A veces vivimos con indiferencia, casi sin darnos cuenta. Con la sensación de que el lugar donde habitamos nos es ajeno, y que nada de lo que sucede a nuestro alrededor nos incumbe. Como si los acontecimientos fueran provocados por otros y para aquellos otros. Todo lo de fuera es impropio, como los lugares que recorremos en circuitos estivales. Construimos un mundo para nosotros que abarca solo lo nuestro. Los demás interesan si sirven a nuestros propósitos, medidos siempre exclusivamente desde la propia perspectiva. Somos el centro de lo que sucedió y de todo lo que vendrá posteriormente. El individuo se alinea voluntariamente y adquiere la cómoda posición del espectador. Procura que nada lo inquiete y pasa con facilidad de un asunto a otro siempre que sea propio.

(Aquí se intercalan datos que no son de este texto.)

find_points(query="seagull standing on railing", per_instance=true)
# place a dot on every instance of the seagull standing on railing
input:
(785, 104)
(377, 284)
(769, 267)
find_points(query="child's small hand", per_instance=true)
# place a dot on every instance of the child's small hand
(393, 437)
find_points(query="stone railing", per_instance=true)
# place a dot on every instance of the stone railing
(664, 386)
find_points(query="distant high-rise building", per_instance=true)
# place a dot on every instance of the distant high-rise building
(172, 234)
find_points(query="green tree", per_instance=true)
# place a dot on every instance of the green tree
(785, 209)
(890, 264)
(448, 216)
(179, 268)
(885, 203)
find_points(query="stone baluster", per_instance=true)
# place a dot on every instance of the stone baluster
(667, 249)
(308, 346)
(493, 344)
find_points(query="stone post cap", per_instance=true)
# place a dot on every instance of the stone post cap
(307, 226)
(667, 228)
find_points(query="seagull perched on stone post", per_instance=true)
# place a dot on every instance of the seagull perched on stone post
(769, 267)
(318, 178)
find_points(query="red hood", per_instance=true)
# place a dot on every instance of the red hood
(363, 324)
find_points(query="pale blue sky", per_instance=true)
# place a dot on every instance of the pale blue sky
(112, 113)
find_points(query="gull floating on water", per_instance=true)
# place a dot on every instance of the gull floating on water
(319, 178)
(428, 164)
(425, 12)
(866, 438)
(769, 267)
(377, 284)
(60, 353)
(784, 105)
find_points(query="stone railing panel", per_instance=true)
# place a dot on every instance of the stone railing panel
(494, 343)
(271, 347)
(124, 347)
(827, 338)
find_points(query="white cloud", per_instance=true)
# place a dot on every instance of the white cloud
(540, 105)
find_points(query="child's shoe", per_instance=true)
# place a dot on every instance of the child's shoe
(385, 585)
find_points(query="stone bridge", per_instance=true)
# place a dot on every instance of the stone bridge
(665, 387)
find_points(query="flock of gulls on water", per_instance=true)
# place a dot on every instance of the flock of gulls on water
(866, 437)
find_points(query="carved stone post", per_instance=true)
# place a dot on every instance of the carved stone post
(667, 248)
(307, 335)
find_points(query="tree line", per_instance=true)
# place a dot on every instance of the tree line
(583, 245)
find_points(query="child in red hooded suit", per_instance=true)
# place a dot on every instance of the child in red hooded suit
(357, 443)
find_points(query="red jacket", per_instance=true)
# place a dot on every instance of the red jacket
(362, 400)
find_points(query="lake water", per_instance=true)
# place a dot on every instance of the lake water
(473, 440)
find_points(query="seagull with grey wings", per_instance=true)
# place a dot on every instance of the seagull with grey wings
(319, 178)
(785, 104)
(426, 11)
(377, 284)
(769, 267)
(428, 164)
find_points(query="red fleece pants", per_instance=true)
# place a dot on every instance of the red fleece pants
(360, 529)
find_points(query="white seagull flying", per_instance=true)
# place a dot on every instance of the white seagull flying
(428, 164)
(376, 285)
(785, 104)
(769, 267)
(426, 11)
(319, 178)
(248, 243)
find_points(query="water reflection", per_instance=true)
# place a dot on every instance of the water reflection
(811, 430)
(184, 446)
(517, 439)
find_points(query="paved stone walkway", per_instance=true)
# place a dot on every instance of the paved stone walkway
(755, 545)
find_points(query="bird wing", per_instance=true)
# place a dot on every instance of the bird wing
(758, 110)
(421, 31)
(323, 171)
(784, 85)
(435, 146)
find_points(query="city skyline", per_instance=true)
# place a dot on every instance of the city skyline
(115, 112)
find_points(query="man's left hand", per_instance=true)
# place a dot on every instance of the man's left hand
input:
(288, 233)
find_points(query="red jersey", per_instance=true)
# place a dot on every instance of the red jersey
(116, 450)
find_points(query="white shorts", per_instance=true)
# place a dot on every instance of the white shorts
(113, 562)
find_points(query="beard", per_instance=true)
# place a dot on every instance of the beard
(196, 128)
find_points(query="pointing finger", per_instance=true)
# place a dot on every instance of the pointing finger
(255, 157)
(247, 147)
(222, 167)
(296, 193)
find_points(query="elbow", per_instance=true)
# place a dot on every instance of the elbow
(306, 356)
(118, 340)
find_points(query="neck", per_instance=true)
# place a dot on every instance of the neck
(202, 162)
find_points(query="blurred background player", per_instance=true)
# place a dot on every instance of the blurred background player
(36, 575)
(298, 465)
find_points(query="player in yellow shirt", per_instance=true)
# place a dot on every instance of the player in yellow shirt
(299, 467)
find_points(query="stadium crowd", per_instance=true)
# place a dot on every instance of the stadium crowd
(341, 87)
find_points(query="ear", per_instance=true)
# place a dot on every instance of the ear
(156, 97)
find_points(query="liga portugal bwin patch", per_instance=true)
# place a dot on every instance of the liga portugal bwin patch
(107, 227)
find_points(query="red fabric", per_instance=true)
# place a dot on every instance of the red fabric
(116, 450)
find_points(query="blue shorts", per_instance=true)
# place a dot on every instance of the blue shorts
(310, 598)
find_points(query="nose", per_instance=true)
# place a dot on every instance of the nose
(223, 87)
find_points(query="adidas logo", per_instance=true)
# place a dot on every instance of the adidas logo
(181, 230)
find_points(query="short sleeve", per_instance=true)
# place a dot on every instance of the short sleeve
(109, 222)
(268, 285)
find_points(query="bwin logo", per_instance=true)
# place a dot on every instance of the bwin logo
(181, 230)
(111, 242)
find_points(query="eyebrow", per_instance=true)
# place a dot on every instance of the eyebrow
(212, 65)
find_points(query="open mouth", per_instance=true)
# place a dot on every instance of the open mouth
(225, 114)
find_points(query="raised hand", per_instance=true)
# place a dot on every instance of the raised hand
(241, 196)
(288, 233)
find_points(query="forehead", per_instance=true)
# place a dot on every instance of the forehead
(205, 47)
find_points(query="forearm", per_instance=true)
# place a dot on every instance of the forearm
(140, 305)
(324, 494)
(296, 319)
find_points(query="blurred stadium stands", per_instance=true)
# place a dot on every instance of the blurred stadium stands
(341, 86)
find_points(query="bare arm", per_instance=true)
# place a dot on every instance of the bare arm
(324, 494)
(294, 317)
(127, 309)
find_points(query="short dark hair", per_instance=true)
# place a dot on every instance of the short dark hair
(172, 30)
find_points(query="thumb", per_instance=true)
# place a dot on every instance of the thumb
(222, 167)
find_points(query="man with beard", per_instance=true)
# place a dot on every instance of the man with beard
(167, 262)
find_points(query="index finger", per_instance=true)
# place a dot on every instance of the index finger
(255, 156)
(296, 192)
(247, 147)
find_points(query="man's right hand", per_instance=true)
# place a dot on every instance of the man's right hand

Las redes favorecen a ello. Se tiene la impresión de estar conectado, pero fuera del espacio minúsculo de los instrumentos que manejamos no nos encontramos en ningún sitio. Conciencias adormecidas en un “me gusta” o en un “compartir”, como si ello fuera suficiente para transformar la realidad que nos toca en suerte. Somos participativos virtuales, en realidad apenas algo. Mutamos en breves espacios temporales brincando de un sentimiento o de una sensación a otra. Son cambios de pantalla tan inofensivas que parecen distintas cuando en realidad son iguales. Muestran en directo lo que a otros va sucediendo, pero nosotros no estamos allí, ni consideramos remotamente la posibilidad de sustituir a los que nos brindan el espectáculo. En todo caso, cuando algo grave sale a nuestro encuentro, no debemos ocuparnos ni apurarnos, lo veremos con mayor nitidez una vez conectados de nuevo a las redes sociales.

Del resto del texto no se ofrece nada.